Well, you're pretty much pissin' in the wind until you do. Go to Sears and plunk down maybe ten-bucks for an analog multimeter or maybe twenty for digital and then you'll know. Or Radio Shack if that's easier for you.

Robh3606
09-22-2011, 04:07 AM
If you don't have a meter just use a 1.5 volt AA battery to connect across the woofer terminals. It should click, and move. Don't try this on the tweeters this is a woofer only test. Don't keep it on there just briefly touch it too the terminals. It will tell you if the driver is dead without a meter.

Rob:)

FBooth
11-15-2011, 02:26 PM
Hi guys

I know it's been a while but got caught up for a bit. It turned out that the woofer was a dud (so to speak) and I just need to source a new one if I can. I figure that would be cheaper than repair on the existing one. I am still surprised from the amount of sound and how tight the bass is, on these little things with the working woofer. Hope to get a bigger set of JBL's in the near future, as my cheapo fishers are kinda going.

This also held me back a bit from purchasing a new turntable, so I'm glad that is sorted out and hope to have a new 115h-1 in place soon. Is there anywhere to source the part besides ebay?

Thanks to everyone for the help and patience.

berf
11-15-2011, 03:33 PM
Ebay should be a good source for 115h-1's ==>> IF <<=== the seller appears to be experienced with shipping raw drivers and has good feedback on their packing methods. These are relatively small and easy to pack but i can think of about 12 ways they can be destroyed in shipping. Maybe you'll get lucky and find one locally or regionally that will do a local pickup. Personally, I never ever trust the packer or the shipper and only do local pickups. Regional day trips are about the only days off I can muster.

FBooth
12-09-2011, 12:40 AM
I was able to source a replacement 115h-1 and things seem to be all good now.

Some playback from a test run of a recently acquired TT. No showing of the speakers though.


http://www.youtube.com/watch?v=fJrw7hw1Asc
http://www.youtube.com/watch?v=hVQybYTQZKM

brutal
12-10-2011, 12:16 AM
SL-1600MK2. Nice deck, I have a couple here. I can tell by the record size sensor post in the back.

is that shrink tubing on the arm? I've heard people using it to dampen the arm, but I've never really seen the need.

FBooth
12-11-2011, 07:46 PM
SL-1600MK2. Nice deck, I have a couple here. I can tell by the record size sensor post in the back.

is that shrink tubing on the arm? I've heard people using it to dampen the arm, but I've never really seen the need.

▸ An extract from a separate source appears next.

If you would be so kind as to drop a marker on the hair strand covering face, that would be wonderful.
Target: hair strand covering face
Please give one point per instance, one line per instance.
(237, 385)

Thanks, yeah it is shrink tubing as it came to me. It is an older mod from scottrt (User from audio asylum and others) who is known for his modding of Technics SL1600 MK2's. The tonearm is rewired, the RCA's as well with Vampire connectors and has a strobe disable switch to eliminate any noise from that. The unit is also cleaned out, recapped and proper voltage set and whatnot.